De sobra sabemos la importancia que tiene trabajar las emociones desde bien pequeños para poder entender lo que nos ocurre en cada momento. Es la única manera de saber gestionarnos y de ser capaces de actuar de forma correcta.
Las emociones son la base de todo y es necesario conocerlas, entenderlas y saber interpretarlas, tanto en nosotros mismos como en los demás.
Una buena forma de aprender más sobre ellas es por medio del juego. Sobre todo en edades tempranas es un recurso excepcional que capta la atención de los peques para que aprendan mientras se divierten.
Cayro nos presenta EMO PARK. Un juego de observación y representación de emociones.

¿Para quién está pensado?
Para peques de entre 5 y 8 años, pero como ya sabéis, es todo muy relativo. En mi clases lo utilizo con niños y niñas mayores, de los últimos cursos de primaria e igualmente les encanta.
Se precisan 2 jugadores o más por partida y cada partida dura en torno a 20 minutos. Un tiempo perfecto para que no se saturen, sobre todo los más peques.
¿En qué consiste?
Los jugadores han de encontrar, en un tablero, qué personaje está representando cada uno de ellos con la ayuda de una de las emo-marionetas que incorpora el juego.
¿Qué es lo que contiene?
- 1 tablero
- 1 reloj de arena de 30 segundos
- 40 tarjetas con la imagen en detalle de una escena que aparece en el tablero
- 3 Emo-marionetas reversibles de fieltro e identificadas por color:
- Alegría-amarillo
- Calma-verde
- Enfado-rojo
- Miedo-azul fuerte
- Tristeza-azul claro
- Sorpresa-naranja
Las tarjetas vienen en castellano y en inglés, perfecto para practicar también en otro idioma un montón de vocabulario. Una idea fantástica.

¿Cómo se juega?
Por turnos, cada jugador cogerá una de las tarjetas del mazo sin que el resto la vean. Luego escogerá la marioneta que se corresponda con la emoción que aparece en la tarjeta, girará el reloj de arena e irá describiendo lo que pasa en la escena sin mencionar las palabras prohibidas.
Es como una especie de TABÚ DE LAS EMOCIONES.
El resto de jugadores debe adivinar qué escena está representando y señalarla en el tablero. El más rápido ganará esa tarjeta y el turno pasará al siguiente jugador.

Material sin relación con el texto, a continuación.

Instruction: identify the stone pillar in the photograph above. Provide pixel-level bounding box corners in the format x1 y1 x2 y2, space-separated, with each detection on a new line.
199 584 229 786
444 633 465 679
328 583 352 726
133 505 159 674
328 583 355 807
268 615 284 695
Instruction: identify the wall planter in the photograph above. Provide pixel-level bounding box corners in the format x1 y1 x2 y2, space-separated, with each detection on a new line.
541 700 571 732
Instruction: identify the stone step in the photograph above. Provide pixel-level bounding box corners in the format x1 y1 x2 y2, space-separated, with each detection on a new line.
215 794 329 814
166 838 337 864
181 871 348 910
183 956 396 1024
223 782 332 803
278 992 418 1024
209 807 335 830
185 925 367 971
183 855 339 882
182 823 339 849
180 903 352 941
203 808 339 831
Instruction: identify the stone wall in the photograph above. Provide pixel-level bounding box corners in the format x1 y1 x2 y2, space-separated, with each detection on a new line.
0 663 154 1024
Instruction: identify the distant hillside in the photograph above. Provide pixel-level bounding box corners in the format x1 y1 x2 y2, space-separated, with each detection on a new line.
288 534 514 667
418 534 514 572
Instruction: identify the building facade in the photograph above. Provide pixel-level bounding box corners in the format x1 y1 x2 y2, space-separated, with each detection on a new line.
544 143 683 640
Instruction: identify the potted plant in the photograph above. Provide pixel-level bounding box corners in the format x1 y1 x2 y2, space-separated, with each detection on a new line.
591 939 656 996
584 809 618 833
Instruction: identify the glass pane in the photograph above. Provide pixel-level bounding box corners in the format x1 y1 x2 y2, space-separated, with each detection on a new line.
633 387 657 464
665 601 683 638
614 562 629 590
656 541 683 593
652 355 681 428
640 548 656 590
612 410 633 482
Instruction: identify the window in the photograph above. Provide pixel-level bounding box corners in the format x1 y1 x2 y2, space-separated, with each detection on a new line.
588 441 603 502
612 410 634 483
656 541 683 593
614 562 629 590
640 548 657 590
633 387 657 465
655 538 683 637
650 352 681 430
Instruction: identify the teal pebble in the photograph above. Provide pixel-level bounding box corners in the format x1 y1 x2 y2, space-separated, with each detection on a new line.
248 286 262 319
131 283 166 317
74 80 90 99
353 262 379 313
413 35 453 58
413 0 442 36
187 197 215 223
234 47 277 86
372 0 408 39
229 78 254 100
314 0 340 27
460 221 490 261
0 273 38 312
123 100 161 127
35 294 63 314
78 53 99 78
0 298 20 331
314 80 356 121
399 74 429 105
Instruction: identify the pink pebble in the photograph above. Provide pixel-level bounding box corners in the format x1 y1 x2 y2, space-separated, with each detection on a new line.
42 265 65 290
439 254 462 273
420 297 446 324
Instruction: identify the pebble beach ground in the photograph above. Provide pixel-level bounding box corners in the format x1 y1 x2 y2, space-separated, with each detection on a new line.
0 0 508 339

Si se acaba el tiempo y nadie acierta, el jugador que está haciendo la representación perderá una de las tarjetas que hubiera ganado anteriormente.
El juego finaliza cuando cada jugador ha representado 4 tarjetas o cuando se hayan jugado y encontrado las 40 tarjetas del juego. Gana quien haya logrado más tarjetas.

EL USO DEL JUEGO EN EL AULA.
Para mí, ha resultado ser un recurso perfecto a la hora de introducir a mis alumnos en el mundo emocional. Gracias a las marionetas de colores han ido interiorizando cada una de las emociones con su nombre.

Hemos aprovechado para dramatizar e interpretar previamente cada una de las emociones, de manera que, antes de empezar a jugar, todos tuviesen una noción general de ellas y pudiesen ser capaces de identificarlas en el tablero de juego.
A los peques les ha gustado mucho y se han sentido cómodos jugando, además de disfrutar de lo lindo, reír, charlar sobre lo que cada uno iba representando… Me ha parecido un juego muy enriquecedor al que poder sacarle muchísimo partido. Un imprescindible ya en el aula.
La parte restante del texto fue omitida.